Son esprit était serein, délivré d'inquiétudes ou de toutes pensées néfastes. Il songeait malgré tout à son fils – son fils adoré, mort par sa faute. Mais si les bribes de ce qui lui restaient de ses rêves étaient correctes, alors peut-être pourrait-il le retrouver. Il ne se souvenait plus de grand-chose, mise à part du froid, d'une douleur intense, d'un trait rouge suspendu dans les airs, et de la sensation d'éternel recommencement. Quelques minutes après son réveil, ses visions nocturnes, aussi dérangeants qu'elles aient pu être alors qu'il les avait vécu, s'étaient dissipées comme neige au soleil. Et depuis qu'il s'était assis, il avait retrouvé cette quiétude tendre qu'il en était venu à chérir. Il avait trouvé sa place dans cette histoire, et il s'y tenait, qu'il le veuille ou non. Mais il n'avait aucune volonté à ce sujet. Son destin était indifférent. La seule chose qui comptait, c'est qu'il finisse sa flèche... et parte enfin en chasse.

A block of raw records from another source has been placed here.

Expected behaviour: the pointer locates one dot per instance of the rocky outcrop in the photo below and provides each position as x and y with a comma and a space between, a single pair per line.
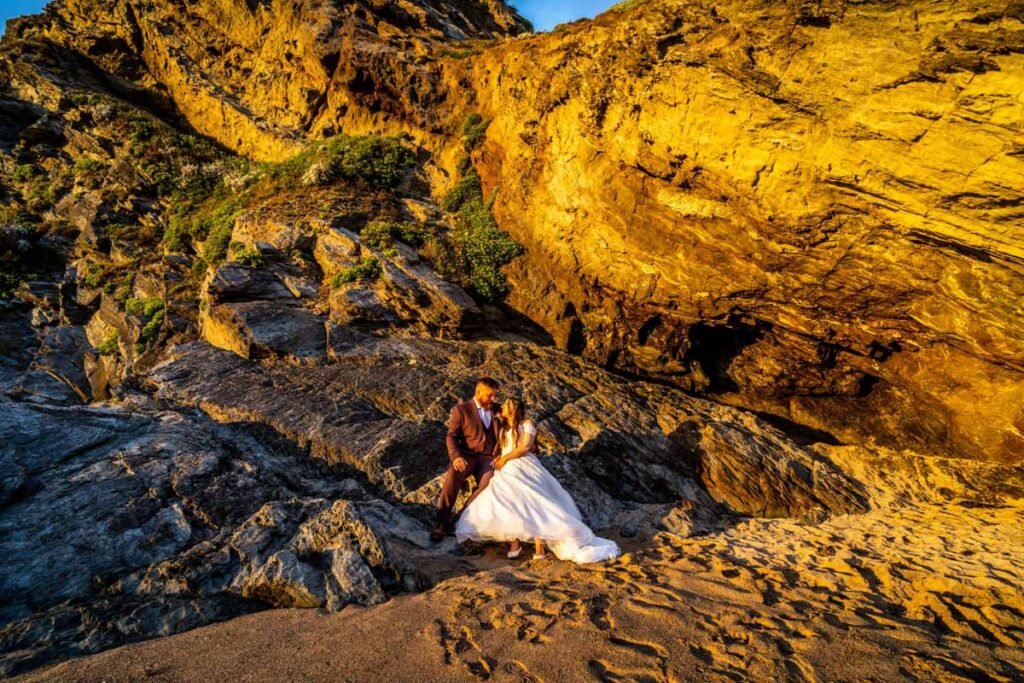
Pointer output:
121, 523
775, 204
814, 212
808, 211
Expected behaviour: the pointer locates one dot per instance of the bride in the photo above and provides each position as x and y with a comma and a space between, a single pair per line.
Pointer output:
523, 501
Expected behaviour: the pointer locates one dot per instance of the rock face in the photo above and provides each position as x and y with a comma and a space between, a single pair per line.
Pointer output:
217, 400
810, 211
815, 212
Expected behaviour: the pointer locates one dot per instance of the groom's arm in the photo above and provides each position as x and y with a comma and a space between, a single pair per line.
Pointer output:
455, 432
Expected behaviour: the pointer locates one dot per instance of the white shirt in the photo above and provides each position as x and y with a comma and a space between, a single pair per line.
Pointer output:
484, 414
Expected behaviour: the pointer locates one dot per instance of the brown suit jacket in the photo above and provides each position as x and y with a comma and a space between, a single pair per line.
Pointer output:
467, 436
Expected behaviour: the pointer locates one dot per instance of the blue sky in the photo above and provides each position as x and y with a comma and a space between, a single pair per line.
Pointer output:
16, 8
544, 13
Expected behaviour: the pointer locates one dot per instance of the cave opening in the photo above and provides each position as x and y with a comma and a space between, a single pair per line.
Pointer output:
713, 348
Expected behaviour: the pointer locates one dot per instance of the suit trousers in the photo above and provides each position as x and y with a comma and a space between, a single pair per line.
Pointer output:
480, 467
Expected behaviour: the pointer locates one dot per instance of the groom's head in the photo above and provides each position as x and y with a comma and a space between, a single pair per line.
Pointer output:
486, 389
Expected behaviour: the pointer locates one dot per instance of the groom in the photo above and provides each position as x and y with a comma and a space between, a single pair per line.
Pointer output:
472, 443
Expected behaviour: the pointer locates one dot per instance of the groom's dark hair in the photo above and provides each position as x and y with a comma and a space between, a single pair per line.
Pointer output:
489, 382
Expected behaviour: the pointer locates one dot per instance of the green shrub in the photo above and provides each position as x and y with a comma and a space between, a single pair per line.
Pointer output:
152, 329
88, 166
27, 172
110, 345
464, 189
246, 255
382, 235
372, 159
479, 250
144, 307
153, 309
16, 215
367, 269
215, 247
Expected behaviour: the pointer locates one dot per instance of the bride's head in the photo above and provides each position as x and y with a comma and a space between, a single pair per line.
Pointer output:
514, 412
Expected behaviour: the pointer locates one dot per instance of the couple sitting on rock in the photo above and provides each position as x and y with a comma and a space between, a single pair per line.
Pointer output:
516, 499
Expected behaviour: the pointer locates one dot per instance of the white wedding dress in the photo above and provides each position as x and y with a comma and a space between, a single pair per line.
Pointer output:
523, 501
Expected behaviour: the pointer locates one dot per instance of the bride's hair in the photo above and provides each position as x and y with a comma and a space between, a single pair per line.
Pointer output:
517, 415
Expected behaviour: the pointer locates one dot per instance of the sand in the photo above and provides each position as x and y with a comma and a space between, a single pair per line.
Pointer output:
925, 593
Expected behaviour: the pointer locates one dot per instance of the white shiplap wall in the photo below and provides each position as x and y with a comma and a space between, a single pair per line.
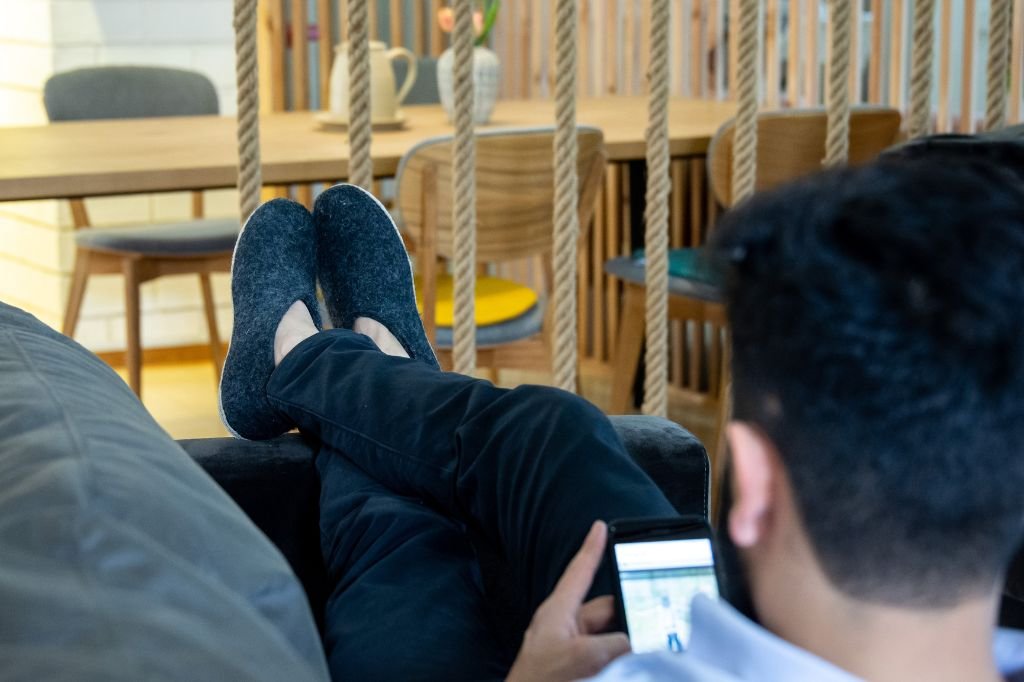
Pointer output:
42, 37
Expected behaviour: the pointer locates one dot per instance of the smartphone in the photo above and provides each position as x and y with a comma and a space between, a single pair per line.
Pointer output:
659, 565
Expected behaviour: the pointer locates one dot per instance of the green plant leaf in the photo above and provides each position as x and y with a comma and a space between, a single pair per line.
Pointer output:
489, 16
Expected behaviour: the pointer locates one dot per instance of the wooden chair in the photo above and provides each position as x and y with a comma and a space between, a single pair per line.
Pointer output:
791, 143
145, 252
514, 207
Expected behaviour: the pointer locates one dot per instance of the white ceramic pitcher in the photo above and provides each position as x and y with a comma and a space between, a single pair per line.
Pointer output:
384, 99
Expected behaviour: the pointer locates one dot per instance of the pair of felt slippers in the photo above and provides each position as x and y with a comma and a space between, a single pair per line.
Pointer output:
350, 245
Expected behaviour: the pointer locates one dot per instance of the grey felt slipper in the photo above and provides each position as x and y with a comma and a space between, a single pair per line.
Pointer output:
273, 266
364, 268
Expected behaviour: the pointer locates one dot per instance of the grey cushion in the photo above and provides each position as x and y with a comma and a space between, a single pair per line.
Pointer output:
128, 92
120, 559
193, 238
629, 269
521, 327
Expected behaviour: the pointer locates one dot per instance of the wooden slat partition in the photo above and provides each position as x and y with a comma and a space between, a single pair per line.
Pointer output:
612, 60
613, 49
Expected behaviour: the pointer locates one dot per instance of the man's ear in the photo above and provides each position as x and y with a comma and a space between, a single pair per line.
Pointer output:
754, 464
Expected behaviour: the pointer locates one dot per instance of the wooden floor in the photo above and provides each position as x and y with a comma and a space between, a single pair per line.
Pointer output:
182, 397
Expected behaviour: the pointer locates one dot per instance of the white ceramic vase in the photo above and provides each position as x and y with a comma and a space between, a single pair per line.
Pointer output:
486, 71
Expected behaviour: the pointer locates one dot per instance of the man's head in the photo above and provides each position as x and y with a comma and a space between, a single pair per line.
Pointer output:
878, 333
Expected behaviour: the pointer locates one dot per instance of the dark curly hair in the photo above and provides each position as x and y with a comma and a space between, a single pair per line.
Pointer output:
878, 331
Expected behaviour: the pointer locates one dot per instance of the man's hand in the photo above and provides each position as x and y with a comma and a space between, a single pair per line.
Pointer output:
561, 642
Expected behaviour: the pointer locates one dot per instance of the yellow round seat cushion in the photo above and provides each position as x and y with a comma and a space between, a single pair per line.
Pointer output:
497, 300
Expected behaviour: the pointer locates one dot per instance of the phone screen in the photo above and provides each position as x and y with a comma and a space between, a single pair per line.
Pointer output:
657, 580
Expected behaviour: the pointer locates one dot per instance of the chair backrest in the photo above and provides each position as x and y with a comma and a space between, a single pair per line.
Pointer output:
128, 92
514, 189
792, 143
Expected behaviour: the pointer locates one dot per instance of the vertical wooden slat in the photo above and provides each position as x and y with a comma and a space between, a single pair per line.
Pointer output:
697, 68
812, 66
793, 58
537, 47
875, 72
676, 240
723, 56
586, 58
597, 47
395, 19
609, 288
771, 53
436, 37
597, 263
855, 73
419, 28
945, 33
629, 47
677, 43
696, 194
896, 55
325, 48
612, 203
712, 48
276, 35
967, 76
300, 55
525, 66
733, 46
1017, 61
550, 49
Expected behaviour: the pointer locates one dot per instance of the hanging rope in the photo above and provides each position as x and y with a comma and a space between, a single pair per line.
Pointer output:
360, 166
655, 385
921, 69
566, 216
999, 19
464, 190
744, 144
247, 76
838, 135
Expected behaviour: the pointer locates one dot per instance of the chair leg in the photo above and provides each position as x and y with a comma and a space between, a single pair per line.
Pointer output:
79, 279
631, 331
216, 349
133, 355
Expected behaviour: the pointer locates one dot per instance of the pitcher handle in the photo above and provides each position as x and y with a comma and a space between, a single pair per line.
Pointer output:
411, 72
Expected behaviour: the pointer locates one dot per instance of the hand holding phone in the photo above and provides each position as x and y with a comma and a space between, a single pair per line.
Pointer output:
659, 566
567, 637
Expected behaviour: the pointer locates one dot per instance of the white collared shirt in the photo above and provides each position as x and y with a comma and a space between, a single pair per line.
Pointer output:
726, 646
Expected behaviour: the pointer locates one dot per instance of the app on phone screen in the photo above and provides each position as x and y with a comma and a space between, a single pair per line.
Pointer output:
658, 580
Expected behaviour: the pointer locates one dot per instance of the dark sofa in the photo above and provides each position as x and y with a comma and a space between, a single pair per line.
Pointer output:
275, 484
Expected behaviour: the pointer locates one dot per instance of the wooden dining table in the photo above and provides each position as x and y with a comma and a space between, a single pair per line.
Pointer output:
123, 157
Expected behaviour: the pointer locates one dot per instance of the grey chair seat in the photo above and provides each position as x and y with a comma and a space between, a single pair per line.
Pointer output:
522, 327
630, 269
180, 239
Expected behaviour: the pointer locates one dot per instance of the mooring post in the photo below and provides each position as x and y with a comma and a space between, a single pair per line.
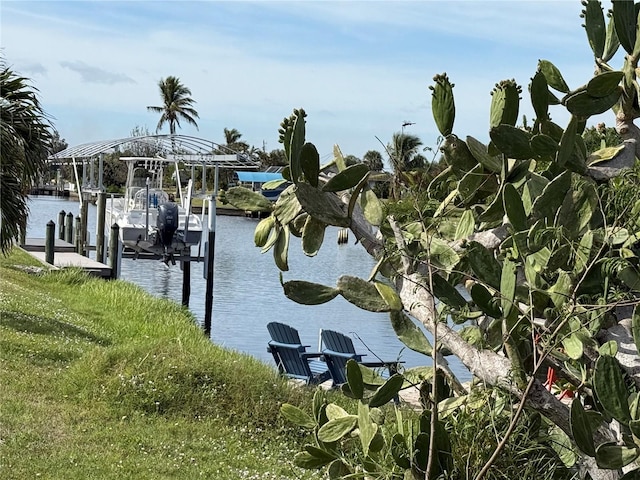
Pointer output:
84, 216
186, 281
61, 217
68, 228
114, 254
78, 231
49, 242
210, 250
102, 207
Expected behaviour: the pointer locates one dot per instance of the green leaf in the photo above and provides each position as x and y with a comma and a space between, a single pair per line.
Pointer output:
248, 200
368, 429
371, 207
561, 443
612, 456
635, 327
308, 461
581, 428
347, 178
295, 148
334, 411
553, 76
442, 253
573, 346
631, 475
604, 83
549, 201
281, 249
400, 452
338, 470
335, 429
262, 231
362, 294
469, 185
447, 293
514, 208
495, 211
326, 207
297, 416
485, 301
507, 286
595, 27
625, 18
512, 141
630, 277
442, 104
318, 405
308, 293
609, 348
387, 392
539, 92
466, 225
568, 142
339, 158
560, 292
480, 153
604, 154
581, 104
287, 207
611, 389
484, 264
409, 333
612, 42
310, 163
354, 379
389, 294
532, 190
543, 145
312, 236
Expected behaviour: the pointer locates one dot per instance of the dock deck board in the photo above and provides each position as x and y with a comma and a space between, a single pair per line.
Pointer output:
64, 256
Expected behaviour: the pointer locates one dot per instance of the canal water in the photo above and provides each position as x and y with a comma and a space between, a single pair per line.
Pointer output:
247, 292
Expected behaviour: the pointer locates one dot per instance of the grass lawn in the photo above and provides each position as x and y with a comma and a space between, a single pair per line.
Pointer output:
98, 379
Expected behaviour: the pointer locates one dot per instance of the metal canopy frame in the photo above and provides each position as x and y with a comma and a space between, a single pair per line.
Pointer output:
193, 151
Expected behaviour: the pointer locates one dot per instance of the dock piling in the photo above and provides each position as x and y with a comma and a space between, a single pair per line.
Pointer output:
113, 250
49, 242
102, 207
68, 228
61, 217
210, 249
78, 238
186, 282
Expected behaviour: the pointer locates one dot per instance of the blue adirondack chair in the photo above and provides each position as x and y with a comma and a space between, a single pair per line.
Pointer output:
338, 349
292, 358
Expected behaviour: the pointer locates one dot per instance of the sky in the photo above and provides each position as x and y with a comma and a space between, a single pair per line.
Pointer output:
360, 69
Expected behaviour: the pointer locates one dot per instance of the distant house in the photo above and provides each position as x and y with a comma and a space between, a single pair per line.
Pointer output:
255, 181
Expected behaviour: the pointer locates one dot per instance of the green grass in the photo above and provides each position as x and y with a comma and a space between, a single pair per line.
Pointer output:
101, 380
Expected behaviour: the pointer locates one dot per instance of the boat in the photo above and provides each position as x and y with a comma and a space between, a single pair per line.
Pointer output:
150, 219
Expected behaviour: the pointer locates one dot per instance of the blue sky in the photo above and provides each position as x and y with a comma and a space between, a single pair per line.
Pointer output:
359, 68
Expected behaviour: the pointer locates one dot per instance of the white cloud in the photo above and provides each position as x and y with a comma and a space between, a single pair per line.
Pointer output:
360, 69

Il inséra la dernière plume et admira son œuvre. D'un point de vue extérieur, cela ne ressemblait en rien à une flèche ; c'était simplement un bout de bois rouge taillé dans une drôle de forme, avec une pointe d'un côté et quatre plumes fichées à l'opposé. Mais lui sentait que son ouvrage était enfin fini, et qu'il ne restait lui plus grand-chose à accomplir désormais. Le plus long était derrière lui. Ne restait plus désormais que la conclusion.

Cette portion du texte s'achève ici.